Si guardò allo specchio ancora una volta: l’occhio era di un bel viola con una sclera rossa leggermente screziata di bianco, fece un respiro profondo, i suoi seni appena accennati si sollevarono seguendo l’espansione della cassa toracica, notò anche lì, sotto al capezzolo sinistro, un ematoma piccolo e rotondo, non ricordava chi fosse l’autrice o l’autore di quella medaglia al valore.
Fece scorrere la porta in vetro della doccia sulla sua rotaia, aprì il rubinetto e affogò i residui di rabbia, dolore e umiliazione in quell’acqua bollente, ma non versò neanche una lacrima, né si lasciò vincere dallo sconforto.

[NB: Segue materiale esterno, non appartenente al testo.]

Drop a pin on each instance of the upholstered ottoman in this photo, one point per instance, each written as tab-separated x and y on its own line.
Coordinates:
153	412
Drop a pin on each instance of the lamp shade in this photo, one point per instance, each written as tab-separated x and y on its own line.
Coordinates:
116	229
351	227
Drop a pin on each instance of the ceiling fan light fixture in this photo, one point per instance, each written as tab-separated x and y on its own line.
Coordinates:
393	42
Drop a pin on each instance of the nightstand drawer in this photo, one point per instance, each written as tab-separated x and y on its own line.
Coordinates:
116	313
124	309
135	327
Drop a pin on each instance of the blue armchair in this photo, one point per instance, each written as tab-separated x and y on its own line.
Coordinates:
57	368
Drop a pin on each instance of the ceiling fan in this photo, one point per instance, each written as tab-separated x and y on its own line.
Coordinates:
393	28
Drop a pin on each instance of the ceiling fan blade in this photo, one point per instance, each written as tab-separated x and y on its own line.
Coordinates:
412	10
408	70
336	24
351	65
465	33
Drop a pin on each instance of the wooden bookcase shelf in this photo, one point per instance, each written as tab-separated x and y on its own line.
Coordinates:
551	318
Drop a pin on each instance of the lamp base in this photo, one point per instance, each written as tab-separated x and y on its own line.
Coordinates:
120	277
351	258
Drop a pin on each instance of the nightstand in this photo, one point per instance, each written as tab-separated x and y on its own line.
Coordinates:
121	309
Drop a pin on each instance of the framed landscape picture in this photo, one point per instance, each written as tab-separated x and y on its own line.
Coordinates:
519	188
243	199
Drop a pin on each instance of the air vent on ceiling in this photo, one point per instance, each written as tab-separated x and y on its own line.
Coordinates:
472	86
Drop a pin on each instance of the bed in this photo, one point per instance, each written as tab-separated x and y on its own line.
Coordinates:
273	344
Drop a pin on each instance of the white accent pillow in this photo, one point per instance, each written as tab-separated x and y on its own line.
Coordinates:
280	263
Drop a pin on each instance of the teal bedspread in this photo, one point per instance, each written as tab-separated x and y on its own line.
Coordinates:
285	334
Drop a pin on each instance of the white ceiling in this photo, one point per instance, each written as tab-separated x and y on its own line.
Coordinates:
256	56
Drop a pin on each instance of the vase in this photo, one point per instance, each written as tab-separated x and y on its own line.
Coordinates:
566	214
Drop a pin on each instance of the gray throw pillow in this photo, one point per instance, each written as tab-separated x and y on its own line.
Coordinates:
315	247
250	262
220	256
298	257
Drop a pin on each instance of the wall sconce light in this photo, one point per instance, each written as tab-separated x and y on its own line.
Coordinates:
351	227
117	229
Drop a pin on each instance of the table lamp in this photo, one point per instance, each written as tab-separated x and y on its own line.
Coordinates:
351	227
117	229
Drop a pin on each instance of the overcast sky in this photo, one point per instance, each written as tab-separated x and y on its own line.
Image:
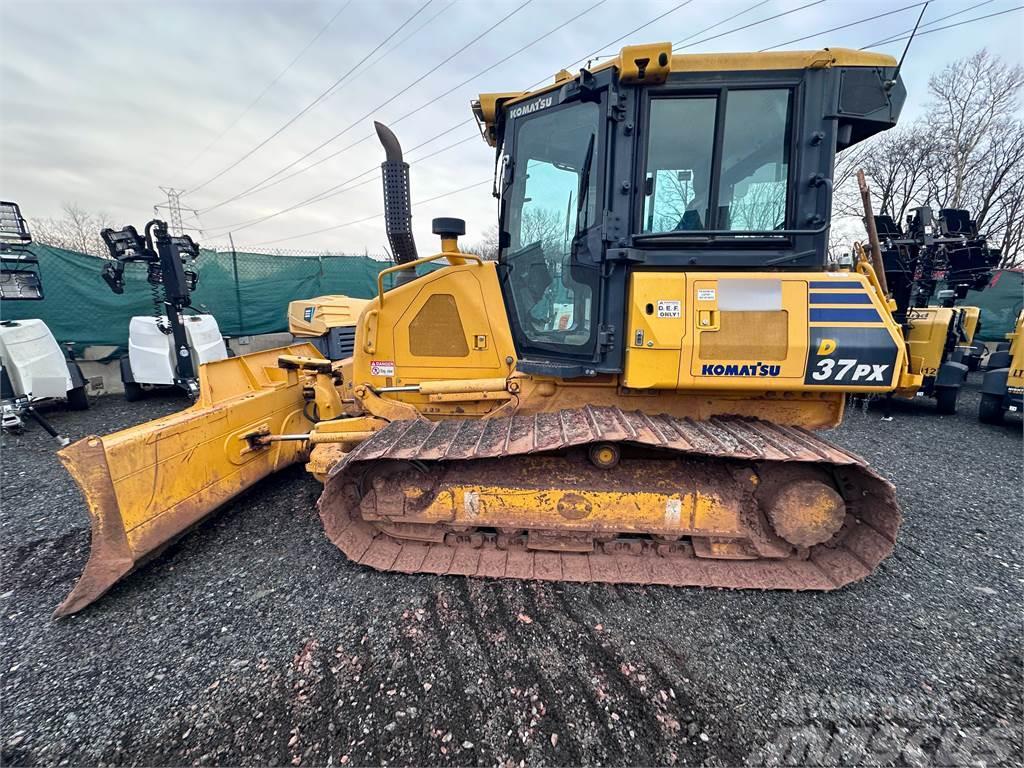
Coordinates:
102	102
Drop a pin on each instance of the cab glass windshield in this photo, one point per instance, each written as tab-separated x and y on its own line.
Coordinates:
751	181
554	166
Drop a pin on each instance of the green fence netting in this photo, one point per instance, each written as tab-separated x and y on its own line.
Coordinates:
1000	302
248	293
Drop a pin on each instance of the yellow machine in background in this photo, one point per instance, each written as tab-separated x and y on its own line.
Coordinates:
1003	387
625	395
929	252
326	322
937	340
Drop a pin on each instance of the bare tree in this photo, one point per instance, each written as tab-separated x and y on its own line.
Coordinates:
486	246
967	152
75	229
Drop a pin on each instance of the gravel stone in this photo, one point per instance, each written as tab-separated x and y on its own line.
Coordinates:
253	641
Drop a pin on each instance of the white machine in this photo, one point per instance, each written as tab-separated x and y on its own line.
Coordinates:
33	368
151	358
167	348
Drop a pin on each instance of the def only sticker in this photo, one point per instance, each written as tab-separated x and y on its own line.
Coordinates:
670	309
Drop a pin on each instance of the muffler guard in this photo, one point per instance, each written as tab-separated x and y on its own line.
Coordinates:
147	484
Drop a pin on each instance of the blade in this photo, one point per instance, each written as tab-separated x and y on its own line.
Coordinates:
147	484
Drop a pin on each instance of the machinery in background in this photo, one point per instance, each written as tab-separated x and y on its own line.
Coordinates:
33	368
1003	387
626	395
328	323
933	251
163	350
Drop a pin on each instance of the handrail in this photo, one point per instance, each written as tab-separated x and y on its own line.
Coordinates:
414	264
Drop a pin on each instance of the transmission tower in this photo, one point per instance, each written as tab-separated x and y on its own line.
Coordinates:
173	209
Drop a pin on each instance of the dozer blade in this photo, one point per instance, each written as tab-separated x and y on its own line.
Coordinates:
727	503
146	484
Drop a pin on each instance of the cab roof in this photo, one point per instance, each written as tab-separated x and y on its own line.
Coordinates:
652	62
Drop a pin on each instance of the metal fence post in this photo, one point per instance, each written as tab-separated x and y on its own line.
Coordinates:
238	288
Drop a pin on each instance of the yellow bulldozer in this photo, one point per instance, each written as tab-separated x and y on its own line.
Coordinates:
628	394
1003	387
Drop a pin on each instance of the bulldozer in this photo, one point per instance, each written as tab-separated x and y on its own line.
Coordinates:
629	393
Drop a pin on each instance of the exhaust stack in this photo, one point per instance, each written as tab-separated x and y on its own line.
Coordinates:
397	207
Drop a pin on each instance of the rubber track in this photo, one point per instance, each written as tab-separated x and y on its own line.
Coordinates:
860	547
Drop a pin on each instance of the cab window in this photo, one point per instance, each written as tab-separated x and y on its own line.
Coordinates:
552	152
749	175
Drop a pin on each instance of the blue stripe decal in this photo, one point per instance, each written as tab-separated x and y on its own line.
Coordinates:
841	298
818	285
845	315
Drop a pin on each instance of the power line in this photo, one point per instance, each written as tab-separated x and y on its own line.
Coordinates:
745	27
268	85
934	22
372	112
845	26
724	20
374	216
397	44
312	103
620	39
343	186
428	102
339	188
958	24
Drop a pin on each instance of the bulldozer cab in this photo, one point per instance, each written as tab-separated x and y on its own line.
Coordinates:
662	162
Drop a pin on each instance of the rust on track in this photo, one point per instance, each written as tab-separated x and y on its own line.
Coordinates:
780	455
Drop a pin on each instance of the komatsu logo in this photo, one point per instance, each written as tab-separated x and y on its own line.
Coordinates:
750	369
541	103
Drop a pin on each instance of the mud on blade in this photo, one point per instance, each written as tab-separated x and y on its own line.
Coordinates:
147	484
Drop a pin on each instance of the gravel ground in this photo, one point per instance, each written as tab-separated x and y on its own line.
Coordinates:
252	641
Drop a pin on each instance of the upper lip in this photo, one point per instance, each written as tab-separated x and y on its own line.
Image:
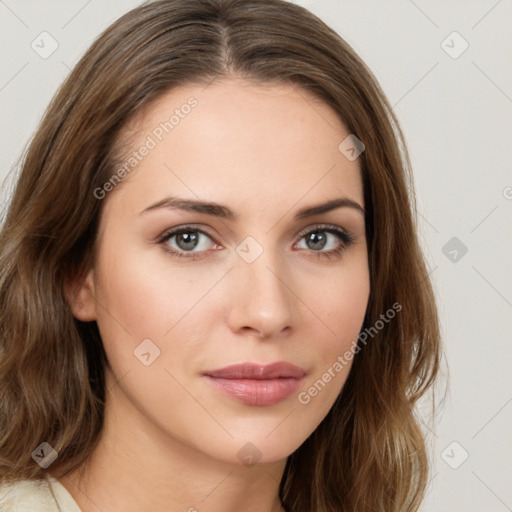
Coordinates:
258	371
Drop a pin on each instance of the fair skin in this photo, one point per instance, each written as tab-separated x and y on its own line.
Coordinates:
171	439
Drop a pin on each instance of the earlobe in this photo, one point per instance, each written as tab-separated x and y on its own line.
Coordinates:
81	298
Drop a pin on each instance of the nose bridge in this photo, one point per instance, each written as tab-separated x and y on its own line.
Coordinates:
261	299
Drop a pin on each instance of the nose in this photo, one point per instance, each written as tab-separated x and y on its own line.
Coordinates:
262	302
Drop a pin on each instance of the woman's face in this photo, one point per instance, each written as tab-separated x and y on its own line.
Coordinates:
255	278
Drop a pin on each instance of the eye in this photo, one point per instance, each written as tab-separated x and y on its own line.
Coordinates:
186	239
324	241
327	241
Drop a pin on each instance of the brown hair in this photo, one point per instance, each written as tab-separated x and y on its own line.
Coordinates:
368	454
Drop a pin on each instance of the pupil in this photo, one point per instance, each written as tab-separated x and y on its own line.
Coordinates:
318	241
189	240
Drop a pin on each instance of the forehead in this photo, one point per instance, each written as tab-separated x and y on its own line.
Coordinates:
238	142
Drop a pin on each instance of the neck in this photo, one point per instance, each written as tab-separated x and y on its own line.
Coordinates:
137	466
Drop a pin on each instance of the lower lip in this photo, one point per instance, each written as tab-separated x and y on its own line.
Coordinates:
257	392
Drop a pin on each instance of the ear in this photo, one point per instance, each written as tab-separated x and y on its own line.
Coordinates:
80	295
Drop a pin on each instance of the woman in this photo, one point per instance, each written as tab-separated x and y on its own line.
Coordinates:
213	297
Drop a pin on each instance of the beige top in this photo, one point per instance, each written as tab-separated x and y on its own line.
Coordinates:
47	495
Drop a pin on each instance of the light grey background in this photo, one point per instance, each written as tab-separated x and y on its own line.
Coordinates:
456	115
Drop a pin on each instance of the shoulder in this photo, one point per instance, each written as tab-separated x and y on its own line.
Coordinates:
41	495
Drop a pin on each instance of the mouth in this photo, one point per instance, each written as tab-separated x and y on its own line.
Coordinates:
255	384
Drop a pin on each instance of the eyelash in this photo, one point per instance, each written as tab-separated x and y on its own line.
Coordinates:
346	239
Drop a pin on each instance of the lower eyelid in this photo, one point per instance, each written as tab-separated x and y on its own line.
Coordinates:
345	238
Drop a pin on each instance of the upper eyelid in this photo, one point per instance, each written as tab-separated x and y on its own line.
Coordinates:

Quando abbassò la leva del miscelatore interrompendo il flusso dal largo soffione, il bagno sembrava immerso in una fitta nebbia, lo specchio appannato rimandava un’immagine sfocata e indefinita della sua figura e questo in un qualche modo la confortava.
Si
 avvolse nell’asciugamano grande, di un pacchiano rosa pastello, agganciandolo sul petto, legandolo e piegandolo con cura in modo da non farlo sganciare. Districò i capelli rossi con un pettine a denti larghi, toccò ancora una volta l’orbita gonfia avvertendo una fitta di dolore fin troppo familiare.

Tutta colpa di papà! Pensò stringendo i pugni con un rancore che sbiancava le nocche. La sua era una convinzione che si andava consolidando nel corso degli anni.